Was a loaded question.
She didn’t want to. Everyone else was going.
She didn’t have anything to wear. She had that new dress from Nordstrom Rack. Didn’t Nordstrom Rack close? Maybe it wasn’t so new anymore. New to her. Certainly new to everyone there.
She hadn’t spoken to any of them in years. Well, obviously. But a lot of them probably kept in touch. A lot of them probably never even left.
Are you going?
Yeah. She had to.
This was the trouble with leaving and making a respectable living, but by no means a remarkable one. Jenny Che made a remarkable living. Who would have thought that there’d still be travel agencies in 2020?
She called her brother. He was going.
He said he couldn’t wait to see her and to wear her hair the way it was at the wedding and then he apologized for bringing up the wedding but, you know, it was so long ago now that it shouldn’t even really be off limits anymore, and not to book a hotel room because he had a pullout couch.
She hung up and, after a moment of hesitation, decided her mom could handle hearing the news via email.
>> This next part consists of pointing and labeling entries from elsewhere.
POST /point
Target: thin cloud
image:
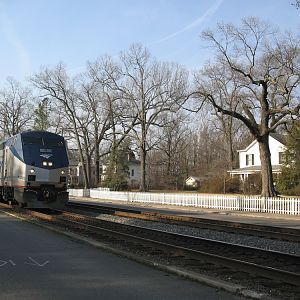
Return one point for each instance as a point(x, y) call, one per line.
point(12, 37)
point(205, 17)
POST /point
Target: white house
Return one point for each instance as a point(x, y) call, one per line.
point(249, 158)
point(192, 182)
point(134, 171)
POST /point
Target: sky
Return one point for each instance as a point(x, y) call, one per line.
point(35, 33)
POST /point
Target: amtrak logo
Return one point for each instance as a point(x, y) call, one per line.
point(47, 156)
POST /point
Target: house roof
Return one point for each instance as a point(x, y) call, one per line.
point(193, 177)
point(253, 169)
point(281, 138)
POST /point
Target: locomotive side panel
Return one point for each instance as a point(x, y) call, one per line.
point(33, 170)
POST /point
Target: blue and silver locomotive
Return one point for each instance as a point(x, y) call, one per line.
point(34, 170)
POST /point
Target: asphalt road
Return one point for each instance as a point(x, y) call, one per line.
point(36, 263)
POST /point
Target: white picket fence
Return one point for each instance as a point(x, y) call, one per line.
point(279, 205)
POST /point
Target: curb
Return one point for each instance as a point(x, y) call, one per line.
point(212, 282)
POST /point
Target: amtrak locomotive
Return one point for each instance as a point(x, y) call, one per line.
point(34, 170)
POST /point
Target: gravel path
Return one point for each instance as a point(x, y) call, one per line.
point(240, 239)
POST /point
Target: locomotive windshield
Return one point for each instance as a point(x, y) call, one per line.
point(44, 150)
point(28, 140)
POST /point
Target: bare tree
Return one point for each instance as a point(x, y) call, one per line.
point(267, 67)
point(15, 108)
point(171, 159)
point(149, 88)
point(57, 85)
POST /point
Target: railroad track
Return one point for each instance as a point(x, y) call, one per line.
point(270, 232)
point(275, 271)
point(277, 266)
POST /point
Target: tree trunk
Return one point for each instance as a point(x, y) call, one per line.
point(143, 168)
point(268, 189)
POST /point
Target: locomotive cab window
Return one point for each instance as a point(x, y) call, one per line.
point(53, 143)
point(27, 140)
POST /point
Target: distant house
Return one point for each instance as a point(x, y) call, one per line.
point(192, 182)
point(249, 158)
point(134, 171)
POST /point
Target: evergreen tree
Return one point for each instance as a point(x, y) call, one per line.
point(289, 181)
point(41, 119)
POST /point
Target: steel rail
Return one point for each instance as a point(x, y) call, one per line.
point(156, 241)
point(288, 234)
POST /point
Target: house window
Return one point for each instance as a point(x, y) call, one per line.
point(249, 159)
point(282, 157)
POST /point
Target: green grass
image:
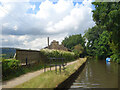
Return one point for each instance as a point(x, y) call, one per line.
point(23, 70)
point(50, 79)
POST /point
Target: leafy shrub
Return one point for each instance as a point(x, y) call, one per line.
point(115, 58)
point(9, 66)
point(69, 56)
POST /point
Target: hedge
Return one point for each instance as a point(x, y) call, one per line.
point(9, 66)
point(68, 56)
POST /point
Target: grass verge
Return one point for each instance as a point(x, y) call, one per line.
point(23, 70)
point(50, 79)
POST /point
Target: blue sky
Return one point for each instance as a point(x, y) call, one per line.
point(28, 24)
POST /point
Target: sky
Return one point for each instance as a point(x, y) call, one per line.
point(27, 24)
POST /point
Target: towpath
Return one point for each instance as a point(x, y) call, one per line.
point(23, 78)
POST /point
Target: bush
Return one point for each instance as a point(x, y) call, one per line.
point(115, 58)
point(9, 66)
point(69, 56)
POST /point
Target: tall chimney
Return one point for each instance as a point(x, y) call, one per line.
point(48, 43)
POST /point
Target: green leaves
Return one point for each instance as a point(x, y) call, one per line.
point(73, 40)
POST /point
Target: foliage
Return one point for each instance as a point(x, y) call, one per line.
point(9, 66)
point(78, 50)
point(92, 35)
point(102, 45)
point(73, 40)
point(107, 16)
point(69, 56)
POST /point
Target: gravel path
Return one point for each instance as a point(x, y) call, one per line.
point(23, 78)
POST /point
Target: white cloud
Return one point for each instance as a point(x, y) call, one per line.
point(21, 29)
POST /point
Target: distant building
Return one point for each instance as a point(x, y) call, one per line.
point(55, 45)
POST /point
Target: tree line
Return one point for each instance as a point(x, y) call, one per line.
point(102, 40)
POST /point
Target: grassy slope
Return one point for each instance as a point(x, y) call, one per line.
point(50, 79)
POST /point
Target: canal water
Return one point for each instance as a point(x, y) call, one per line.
point(98, 74)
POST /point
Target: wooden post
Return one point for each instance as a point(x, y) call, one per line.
point(26, 61)
point(44, 68)
point(60, 68)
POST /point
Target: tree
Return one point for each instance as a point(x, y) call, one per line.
point(107, 16)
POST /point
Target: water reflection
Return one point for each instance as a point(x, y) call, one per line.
point(98, 74)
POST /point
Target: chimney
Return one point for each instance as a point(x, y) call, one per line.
point(48, 43)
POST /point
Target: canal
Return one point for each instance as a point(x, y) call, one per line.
point(98, 74)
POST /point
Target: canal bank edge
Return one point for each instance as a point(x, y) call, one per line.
point(51, 76)
point(69, 81)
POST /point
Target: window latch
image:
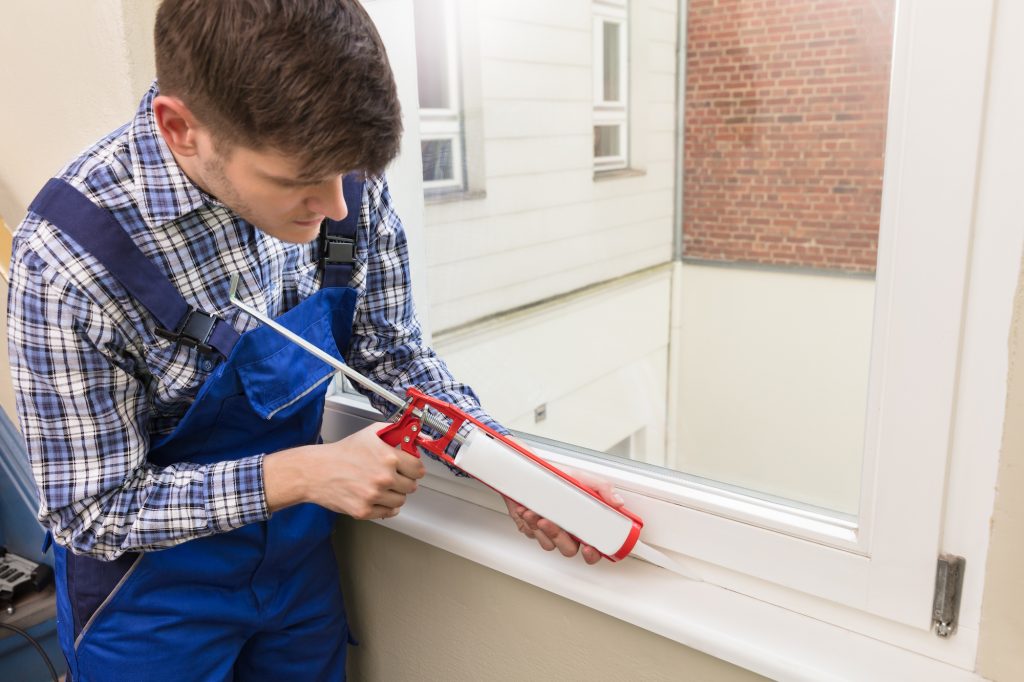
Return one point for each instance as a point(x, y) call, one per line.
point(948, 585)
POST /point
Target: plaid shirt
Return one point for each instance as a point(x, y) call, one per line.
point(95, 385)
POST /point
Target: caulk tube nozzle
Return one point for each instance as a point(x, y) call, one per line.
point(541, 489)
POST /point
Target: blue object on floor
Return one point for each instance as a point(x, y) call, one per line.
point(22, 535)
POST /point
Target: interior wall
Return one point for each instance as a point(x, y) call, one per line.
point(422, 613)
point(999, 654)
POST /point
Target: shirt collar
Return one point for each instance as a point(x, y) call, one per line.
point(163, 192)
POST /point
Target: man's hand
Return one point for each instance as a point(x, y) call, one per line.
point(551, 537)
point(360, 475)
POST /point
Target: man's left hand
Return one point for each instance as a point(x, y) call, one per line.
point(551, 537)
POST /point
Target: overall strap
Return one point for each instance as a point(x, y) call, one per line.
point(97, 231)
point(338, 238)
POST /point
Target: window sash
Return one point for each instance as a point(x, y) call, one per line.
point(611, 112)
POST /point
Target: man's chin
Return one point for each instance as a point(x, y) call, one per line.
point(294, 231)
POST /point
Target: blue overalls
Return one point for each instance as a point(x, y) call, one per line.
point(260, 602)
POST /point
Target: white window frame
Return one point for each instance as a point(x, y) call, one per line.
point(445, 123)
point(611, 112)
point(798, 595)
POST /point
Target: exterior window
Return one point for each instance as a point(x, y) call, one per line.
point(610, 85)
point(440, 108)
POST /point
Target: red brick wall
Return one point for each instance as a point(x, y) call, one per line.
point(785, 121)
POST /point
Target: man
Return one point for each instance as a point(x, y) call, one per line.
point(174, 441)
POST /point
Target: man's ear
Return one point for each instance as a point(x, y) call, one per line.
point(177, 125)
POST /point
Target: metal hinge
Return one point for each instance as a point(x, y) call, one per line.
point(948, 582)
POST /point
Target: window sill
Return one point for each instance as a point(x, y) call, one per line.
point(745, 632)
point(617, 173)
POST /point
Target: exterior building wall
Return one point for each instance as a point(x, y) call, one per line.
point(784, 133)
point(546, 225)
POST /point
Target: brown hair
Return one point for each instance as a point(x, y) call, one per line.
point(305, 78)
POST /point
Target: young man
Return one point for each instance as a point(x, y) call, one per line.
point(174, 441)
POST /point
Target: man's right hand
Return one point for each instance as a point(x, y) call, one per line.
point(359, 475)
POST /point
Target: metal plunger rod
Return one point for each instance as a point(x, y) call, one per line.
point(352, 375)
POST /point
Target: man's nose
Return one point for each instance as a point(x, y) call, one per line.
point(329, 199)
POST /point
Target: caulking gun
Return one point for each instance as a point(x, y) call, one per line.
point(497, 461)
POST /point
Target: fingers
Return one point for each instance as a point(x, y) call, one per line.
point(560, 540)
point(548, 535)
point(600, 485)
point(410, 466)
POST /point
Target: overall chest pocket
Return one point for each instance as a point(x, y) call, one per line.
point(278, 381)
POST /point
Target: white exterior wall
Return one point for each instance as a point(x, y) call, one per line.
point(545, 226)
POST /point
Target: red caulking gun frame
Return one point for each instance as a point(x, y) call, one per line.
point(498, 462)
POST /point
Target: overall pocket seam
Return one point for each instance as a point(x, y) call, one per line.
point(102, 606)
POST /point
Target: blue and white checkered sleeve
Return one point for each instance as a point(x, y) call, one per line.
point(83, 414)
point(387, 342)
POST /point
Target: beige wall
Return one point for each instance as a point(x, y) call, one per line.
point(1000, 650)
point(73, 72)
point(422, 613)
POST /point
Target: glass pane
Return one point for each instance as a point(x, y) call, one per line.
point(611, 60)
point(431, 53)
point(606, 141)
point(437, 163)
point(745, 361)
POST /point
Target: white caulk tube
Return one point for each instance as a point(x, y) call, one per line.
point(544, 492)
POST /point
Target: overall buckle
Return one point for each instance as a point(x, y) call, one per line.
point(338, 250)
point(195, 332)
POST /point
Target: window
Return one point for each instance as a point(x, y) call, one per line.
point(610, 85)
point(589, 299)
point(440, 109)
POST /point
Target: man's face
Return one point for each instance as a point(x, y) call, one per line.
point(263, 187)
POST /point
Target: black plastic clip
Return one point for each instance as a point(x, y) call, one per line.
point(338, 250)
point(195, 332)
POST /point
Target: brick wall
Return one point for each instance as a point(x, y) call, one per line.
point(785, 119)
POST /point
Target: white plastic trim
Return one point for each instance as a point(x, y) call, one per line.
point(769, 640)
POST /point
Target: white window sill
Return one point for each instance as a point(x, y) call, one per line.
point(745, 632)
point(467, 519)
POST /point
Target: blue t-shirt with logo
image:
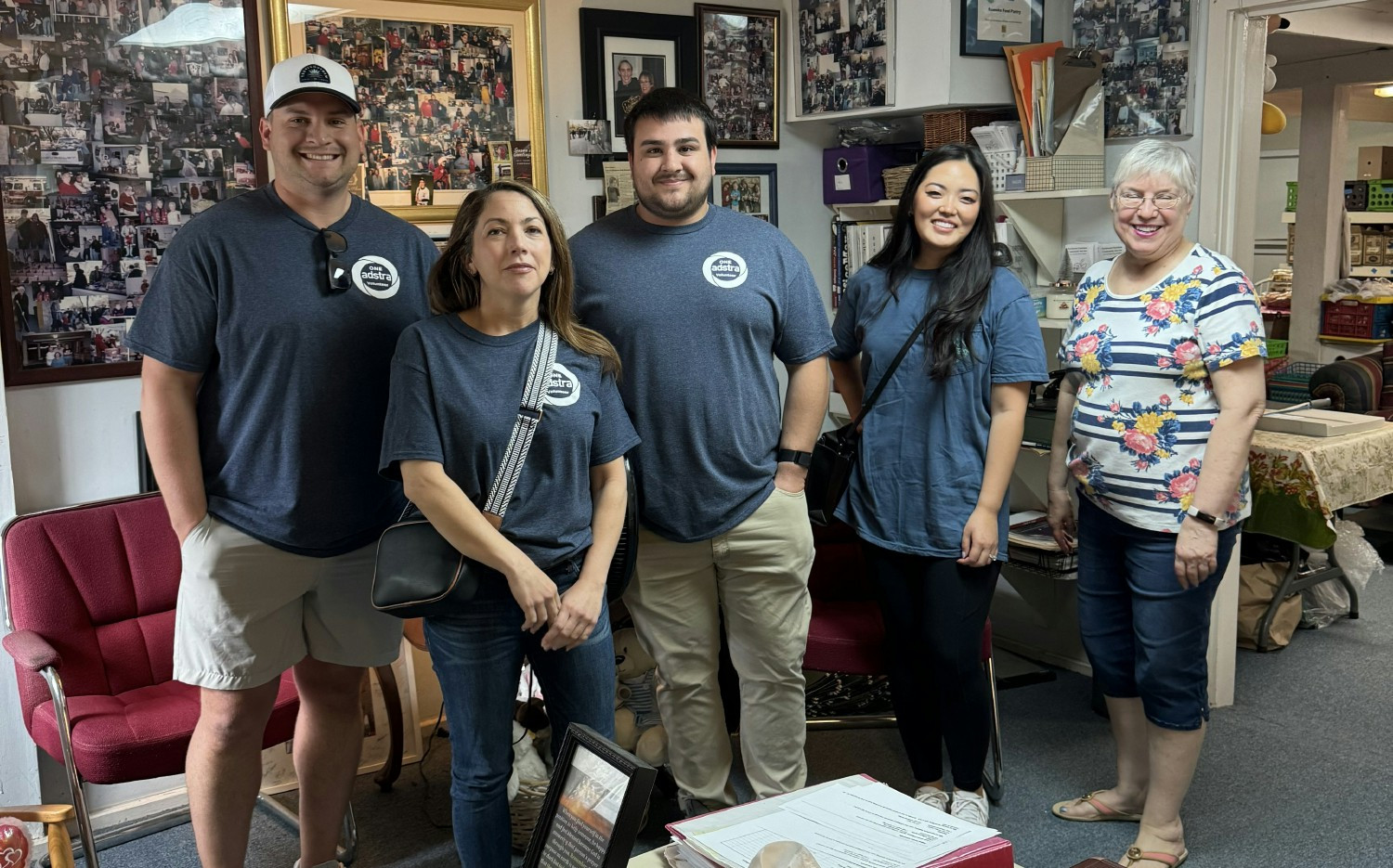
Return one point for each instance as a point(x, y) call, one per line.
point(924, 444)
point(294, 383)
point(454, 397)
point(698, 315)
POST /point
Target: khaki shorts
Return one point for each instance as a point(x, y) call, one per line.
point(247, 612)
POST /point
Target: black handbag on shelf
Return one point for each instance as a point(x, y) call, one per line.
point(420, 575)
point(835, 453)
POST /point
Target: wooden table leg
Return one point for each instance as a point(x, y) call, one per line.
point(392, 700)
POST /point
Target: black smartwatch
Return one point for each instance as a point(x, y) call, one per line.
point(801, 459)
point(1201, 516)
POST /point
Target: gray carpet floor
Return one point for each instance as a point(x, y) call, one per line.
point(1298, 772)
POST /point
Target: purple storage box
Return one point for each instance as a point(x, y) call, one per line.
point(853, 175)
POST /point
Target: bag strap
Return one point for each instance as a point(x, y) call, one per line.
point(529, 415)
point(885, 378)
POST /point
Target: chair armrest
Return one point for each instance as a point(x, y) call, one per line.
point(41, 814)
point(31, 651)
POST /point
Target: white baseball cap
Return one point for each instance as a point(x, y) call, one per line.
point(309, 72)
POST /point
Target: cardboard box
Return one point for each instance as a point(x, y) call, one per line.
point(1375, 162)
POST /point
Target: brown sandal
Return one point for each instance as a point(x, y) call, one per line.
point(1170, 860)
point(1103, 811)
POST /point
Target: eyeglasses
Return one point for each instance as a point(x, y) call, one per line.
point(1162, 201)
point(337, 272)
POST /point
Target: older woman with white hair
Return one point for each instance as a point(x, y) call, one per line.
point(1153, 426)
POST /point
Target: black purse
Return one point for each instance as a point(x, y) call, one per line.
point(835, 453)
point(420, 575)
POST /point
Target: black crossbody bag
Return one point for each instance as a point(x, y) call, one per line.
point(835, 455)
point(420, 575)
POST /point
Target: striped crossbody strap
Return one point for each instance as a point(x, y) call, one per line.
point(529, 415)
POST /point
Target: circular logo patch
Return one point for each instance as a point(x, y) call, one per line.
point(563, 387)
point(376, 276)
point(726, 270)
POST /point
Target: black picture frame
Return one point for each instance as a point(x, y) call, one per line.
point(599, 25)
point(592, 768)
point(749, 113)
point(768, 175)
point(50, 329)
point(972, 44)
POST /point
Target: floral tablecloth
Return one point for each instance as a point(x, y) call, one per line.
point(1298, 481)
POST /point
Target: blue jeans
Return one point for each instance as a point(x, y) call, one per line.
point(476, 655)
point(1144, 633)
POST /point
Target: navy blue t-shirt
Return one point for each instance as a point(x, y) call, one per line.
point(924, 444)
point(294, 382)
point(454, 397)
point(698, 315)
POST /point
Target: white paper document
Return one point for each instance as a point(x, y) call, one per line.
point(847, 826)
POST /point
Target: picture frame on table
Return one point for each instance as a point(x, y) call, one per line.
point(620, 55)
point(420, 67)
point(738, 72)
point(991, 25)
point(593, 806)
point(749, 188)
point(116, 128)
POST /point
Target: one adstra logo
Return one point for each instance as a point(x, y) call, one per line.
point(724, 269)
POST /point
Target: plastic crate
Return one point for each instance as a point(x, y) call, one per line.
point(1290, 383)
point(1381, 195)
point(1361, 319)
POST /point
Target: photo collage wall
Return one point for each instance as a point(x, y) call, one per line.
point(1145, 50)
point(843, 47)
point(437, 99)
point(111, 139)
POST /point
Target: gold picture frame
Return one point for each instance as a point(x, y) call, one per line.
point(382, 56)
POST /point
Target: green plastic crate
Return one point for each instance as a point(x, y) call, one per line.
point(1381, 195)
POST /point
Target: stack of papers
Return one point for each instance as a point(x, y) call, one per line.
point(853, 823)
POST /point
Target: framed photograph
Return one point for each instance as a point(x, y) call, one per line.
point(738, 72)
point(593, 806)
point(846, 56)
point(1145, 50)
point(626, 55)
point(751, 188)
point(991, 25)
point(119, 123)
point(442, 84)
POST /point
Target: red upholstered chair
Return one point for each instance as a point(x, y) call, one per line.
point(847, 634)
point(89, 603)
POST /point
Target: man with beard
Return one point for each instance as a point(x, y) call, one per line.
point(698, 301)
point(275, 492)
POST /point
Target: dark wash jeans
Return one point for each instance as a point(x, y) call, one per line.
point(476, 654)
point(1144, 633)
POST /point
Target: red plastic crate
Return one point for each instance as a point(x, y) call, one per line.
point(1350, 317)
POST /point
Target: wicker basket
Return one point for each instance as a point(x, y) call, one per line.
point(524, 811)
point(894, 180)
point(955, 125)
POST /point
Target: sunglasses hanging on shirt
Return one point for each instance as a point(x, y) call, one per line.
point(336, 269)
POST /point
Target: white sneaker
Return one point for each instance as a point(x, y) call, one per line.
point(970, 806)
point(933, 797)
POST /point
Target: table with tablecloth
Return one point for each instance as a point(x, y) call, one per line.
point(1297, 486)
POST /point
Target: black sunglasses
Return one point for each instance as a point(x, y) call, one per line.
point(337, 272)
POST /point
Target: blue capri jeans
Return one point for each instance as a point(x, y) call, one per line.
point(476, 655)
point(1144, 633)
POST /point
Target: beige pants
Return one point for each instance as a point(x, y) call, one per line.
point(755, 573)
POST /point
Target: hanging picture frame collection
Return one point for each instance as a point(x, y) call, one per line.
point(120, 120)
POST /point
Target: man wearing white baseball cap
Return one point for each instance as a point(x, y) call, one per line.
point(267, 336)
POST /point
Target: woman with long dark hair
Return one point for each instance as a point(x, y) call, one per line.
point(457, 381)
point(928, 494)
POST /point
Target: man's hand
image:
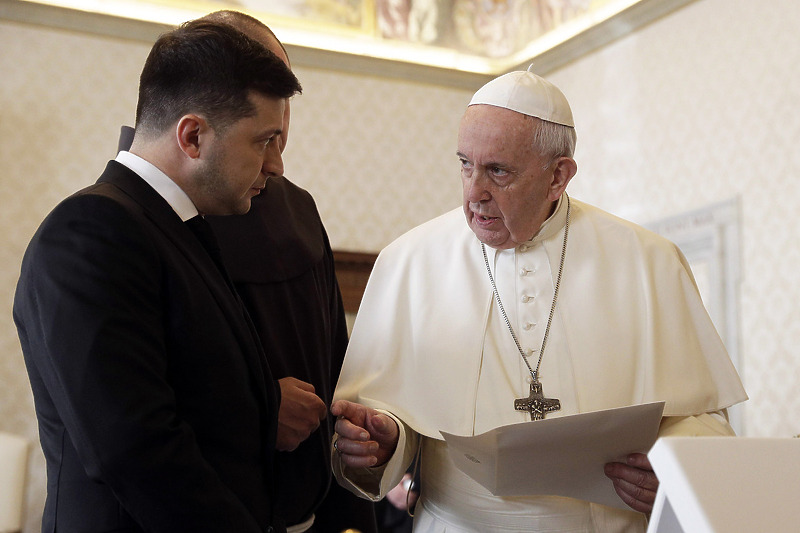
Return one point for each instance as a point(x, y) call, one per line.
point(365, 436)
point(300, 413)
point(634, 482)
point(401, 497)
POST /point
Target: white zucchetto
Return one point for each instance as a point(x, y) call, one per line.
point(526, 93)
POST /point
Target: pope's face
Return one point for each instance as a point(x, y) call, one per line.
point(241, 158)
point(506, 183)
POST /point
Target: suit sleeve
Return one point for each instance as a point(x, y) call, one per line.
point(96, 324)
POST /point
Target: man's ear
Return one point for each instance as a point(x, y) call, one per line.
point(189, 133)
point(563, 170)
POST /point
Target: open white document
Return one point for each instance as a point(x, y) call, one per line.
point(558, 456)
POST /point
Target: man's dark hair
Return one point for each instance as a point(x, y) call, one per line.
point(209, 69)
point(248, 24)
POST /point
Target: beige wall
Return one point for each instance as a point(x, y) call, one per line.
point(698, 107)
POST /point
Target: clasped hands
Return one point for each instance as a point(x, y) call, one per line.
point(367, 438)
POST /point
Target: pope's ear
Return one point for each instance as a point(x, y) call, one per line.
point(563, 170)
point(189, 134)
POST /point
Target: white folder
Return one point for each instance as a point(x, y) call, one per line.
point(726, 485)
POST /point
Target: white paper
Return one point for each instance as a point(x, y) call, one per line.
point(558, 456)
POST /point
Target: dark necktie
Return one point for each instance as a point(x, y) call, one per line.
point(202, 230)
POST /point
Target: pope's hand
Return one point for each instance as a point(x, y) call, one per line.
point(300, 413)
point(365, 436)
point(634, 482)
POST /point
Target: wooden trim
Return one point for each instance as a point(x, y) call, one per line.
point(352, 271)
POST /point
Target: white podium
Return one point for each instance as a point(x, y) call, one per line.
point(726, 485)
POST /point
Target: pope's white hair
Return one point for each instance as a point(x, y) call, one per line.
point(554, 140)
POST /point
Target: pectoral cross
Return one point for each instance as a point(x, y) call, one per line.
point(536, 404)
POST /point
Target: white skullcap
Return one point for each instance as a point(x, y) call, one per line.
point(526, 93)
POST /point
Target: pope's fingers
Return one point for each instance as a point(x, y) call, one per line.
point(347, 429)
point(356, 453)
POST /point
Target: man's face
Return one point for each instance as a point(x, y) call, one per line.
point(239, 161)
point(506, 183)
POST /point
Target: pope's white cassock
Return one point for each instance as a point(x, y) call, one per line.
point(430, 347)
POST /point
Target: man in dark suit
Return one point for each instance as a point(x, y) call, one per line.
point(157, 409)
point(281, 263)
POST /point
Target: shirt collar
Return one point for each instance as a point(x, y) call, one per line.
point(163, 185)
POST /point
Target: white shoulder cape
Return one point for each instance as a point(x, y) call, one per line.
point(629, 320)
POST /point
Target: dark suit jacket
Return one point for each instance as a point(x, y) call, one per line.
point(157, 411)
point(280, 259)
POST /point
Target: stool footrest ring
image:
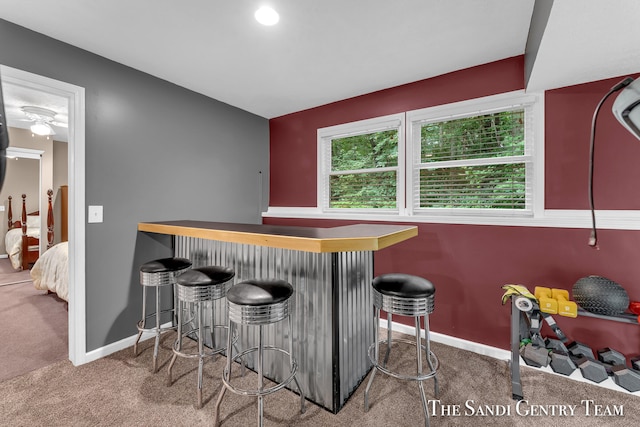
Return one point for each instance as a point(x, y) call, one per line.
point(142, 322)
point(254, 392)
point(212, 351)
point(376, 365)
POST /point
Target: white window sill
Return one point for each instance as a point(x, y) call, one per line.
point(560, 218)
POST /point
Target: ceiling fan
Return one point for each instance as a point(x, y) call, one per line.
point(43, 119)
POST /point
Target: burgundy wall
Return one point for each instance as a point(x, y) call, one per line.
point(569, 112)
point(469, 264)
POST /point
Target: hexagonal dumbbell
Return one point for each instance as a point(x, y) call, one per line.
point(535, 355)
point(610, 358)
point(555, 344)
point(629, 379)
point(561, 363)
point(579, 350)
point(592, 370)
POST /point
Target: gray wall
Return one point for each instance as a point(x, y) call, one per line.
point(154, 151)
point(539, 19)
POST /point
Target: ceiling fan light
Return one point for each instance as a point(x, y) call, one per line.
point(42, 129)
point(267, 16)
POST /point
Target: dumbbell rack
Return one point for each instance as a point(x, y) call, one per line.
point(520, 325)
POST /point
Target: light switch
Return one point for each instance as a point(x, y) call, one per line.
point(95, 214)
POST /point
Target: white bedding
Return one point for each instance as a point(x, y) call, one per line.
point(51, 271)
point(13, 244)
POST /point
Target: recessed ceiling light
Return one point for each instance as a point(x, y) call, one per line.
point(267, 16)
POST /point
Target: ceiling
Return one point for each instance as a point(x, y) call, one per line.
point(326, 50)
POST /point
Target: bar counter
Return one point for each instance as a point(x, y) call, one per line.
point(331, 270)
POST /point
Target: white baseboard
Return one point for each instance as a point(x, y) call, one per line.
point(486, 350)
point(483, 349)
point(119, 345)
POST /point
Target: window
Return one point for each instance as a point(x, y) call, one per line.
point(360, 165)
point(473, 158)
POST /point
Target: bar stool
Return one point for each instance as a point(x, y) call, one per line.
point(259, 303)
point(158, 273)
point(411, 296)
point(195, 288)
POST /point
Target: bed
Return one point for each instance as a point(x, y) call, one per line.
point(51, 271)
point(22, 241)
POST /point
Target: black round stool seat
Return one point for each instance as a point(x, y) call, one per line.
point(258, 292)
point(206, 276)
point(196, 288)
point(258, 302)
point(403, 286)
point(411, 296)
point(165, 265)
point(158, 274)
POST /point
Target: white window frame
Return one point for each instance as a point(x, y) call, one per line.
point(537, 216)
point(534, 134)
point(378, 124)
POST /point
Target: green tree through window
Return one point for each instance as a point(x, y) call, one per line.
point(360, 171)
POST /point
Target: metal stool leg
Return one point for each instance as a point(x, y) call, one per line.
point(157, 343)
point(260, 379)
point(302, 408)
point(376, 328)
point(201, 327)
point(226, 374)
point(389, 325)
point(144, 321)
point(419, 373)
point(428, 352)
point(177, 345)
One conversation was enough. Besides, she’d be seeing her soon, too.
Are you going?
This one really stumped her. In theory, yes, she was. The flight was booked and the venue had her name on a clipboard. But humor her in this moment, when her suitcase was empty and her good heels were tucked somewhere in the closet, likely behind the skull rain boots she bought as a joke at Mardi Gras. Humor her, because in this moment, she was, in fact, very much not going.
She was so far from going that some might even venture to say that she was staying.
And what of the pullout couch? Made with as much care as a grown man could muster? The empty seat on the airplane? The “My Name Is” sticker left unstuck on a folding table? The emails from mom subjected as “Re:”, “Re: Re:”, and “Re: Re: Re:”?
And what of everyone else? Those who, in the dichotomy of Going and Staying, fell invariably under the Going column? Certainly they would heed her absence. Mothers would call mothers, would call her mother.
They would whisper her name with thinly veiled reproach. And surely they would bring up the wedding, if her brother did.
She packed her small suitcase. She packed lipstick and eyeliner and pantyhose. She packed that one dress, the only dress, but did not bother to fold it because she knew her mother would demand she buy a new one upon arriving.
The Uber arrived early. Driver called her several times, and nearly left, because she was trying to get her good heels down from the top shelf, and then trying to get everything else back into the top shelf, and she had a lot of things.
And for all the time it took her to decide whether or not to go, it was surprisingly easy to admit, over text, to a friend with whom she had cancelled dinner, that she had gone.